FE-DOE: Finite element informed design of experiments to optimise bioinspired melt electrowritten (MEW) polymeric heart valves

Aortic stenosis is predominantly treated through transcatheter bioprosthetic heart valve implantation. The materials used in these devices, however, suffer from premature failure. Polymer heart valves have the potential to improve current commercial devices, offering materials with extended durability and customisation through fibre-reinforcement. Due to the wide range of available materials and structures, there is a need for a methodical approach to the design and optimisation of novel, bioinspired polymeric leaflets. This work presents a framework using FE and DOE tools to enable the creation of optimised bioinspired, 3D-printed, fibre-reinforced polymer leaflets using MEW. Here, FE models are created to represent MEW fibre-reinforced polymer leaflets for application in a transcatheter aortic heart valve. The behaviour of this valve under physiological loading conditions is modelled to predict valve performance and leaflet material response.
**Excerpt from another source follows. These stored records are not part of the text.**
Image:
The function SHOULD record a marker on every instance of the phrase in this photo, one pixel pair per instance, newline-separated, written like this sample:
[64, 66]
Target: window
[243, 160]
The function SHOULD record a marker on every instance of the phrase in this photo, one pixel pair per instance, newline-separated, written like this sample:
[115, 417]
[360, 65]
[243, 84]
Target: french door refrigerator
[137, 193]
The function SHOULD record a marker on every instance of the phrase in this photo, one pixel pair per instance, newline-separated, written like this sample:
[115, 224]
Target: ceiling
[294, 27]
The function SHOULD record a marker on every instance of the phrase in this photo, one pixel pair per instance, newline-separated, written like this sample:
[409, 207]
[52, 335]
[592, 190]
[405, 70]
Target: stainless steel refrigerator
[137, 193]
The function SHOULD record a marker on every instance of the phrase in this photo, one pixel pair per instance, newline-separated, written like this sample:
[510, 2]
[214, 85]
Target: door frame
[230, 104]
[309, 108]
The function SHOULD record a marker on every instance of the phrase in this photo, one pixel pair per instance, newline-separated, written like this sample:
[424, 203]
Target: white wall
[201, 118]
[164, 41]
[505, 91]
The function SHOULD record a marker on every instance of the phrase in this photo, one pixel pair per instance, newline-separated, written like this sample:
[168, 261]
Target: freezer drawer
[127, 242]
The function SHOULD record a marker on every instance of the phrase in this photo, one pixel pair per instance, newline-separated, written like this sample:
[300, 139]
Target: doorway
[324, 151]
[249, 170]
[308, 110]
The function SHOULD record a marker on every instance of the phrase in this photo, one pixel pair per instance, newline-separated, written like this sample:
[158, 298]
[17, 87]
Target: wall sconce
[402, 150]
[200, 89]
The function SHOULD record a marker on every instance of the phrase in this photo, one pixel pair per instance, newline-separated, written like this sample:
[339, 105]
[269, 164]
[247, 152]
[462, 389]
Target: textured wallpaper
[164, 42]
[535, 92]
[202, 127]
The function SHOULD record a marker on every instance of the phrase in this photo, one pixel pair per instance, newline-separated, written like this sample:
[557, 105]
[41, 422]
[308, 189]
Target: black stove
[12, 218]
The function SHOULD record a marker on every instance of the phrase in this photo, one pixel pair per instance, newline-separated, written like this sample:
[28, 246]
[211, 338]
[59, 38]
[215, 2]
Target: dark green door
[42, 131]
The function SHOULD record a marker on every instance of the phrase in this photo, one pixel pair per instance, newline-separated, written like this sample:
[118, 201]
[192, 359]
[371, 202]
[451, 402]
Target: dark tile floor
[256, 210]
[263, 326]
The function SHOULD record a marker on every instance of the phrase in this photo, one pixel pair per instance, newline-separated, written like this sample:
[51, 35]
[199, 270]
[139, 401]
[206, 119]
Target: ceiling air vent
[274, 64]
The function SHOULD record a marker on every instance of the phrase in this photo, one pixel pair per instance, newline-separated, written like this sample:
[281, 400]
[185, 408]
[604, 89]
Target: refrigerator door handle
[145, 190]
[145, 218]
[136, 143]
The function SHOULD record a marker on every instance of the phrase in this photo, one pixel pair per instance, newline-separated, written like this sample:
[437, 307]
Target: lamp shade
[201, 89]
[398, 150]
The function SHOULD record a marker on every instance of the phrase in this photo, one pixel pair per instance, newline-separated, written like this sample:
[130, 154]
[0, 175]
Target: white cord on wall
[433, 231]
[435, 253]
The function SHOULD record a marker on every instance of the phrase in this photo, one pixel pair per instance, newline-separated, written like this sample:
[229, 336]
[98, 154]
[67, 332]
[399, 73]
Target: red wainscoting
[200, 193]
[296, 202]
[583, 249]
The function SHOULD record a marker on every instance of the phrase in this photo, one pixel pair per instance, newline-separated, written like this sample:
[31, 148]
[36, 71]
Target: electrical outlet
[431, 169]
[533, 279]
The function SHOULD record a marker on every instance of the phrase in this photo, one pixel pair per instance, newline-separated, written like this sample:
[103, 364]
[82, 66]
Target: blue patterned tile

These models were first used to investigate the impact of fibre orientation on valve performance and leaflet response, showing the benefit of using a bioinspired fibre reinforcement structure. Using DOE, the structural combination of MEW fibre-reinforcement and elastomeric matrix was optimised based on valve performance and leaflet stress and strain. Overall, the framework offers an efficient and versatile methodology for optimising fibre-reinforced polymer leaflets by utilising an in-silico approach to remove the need for manufacturing and testing of these devices.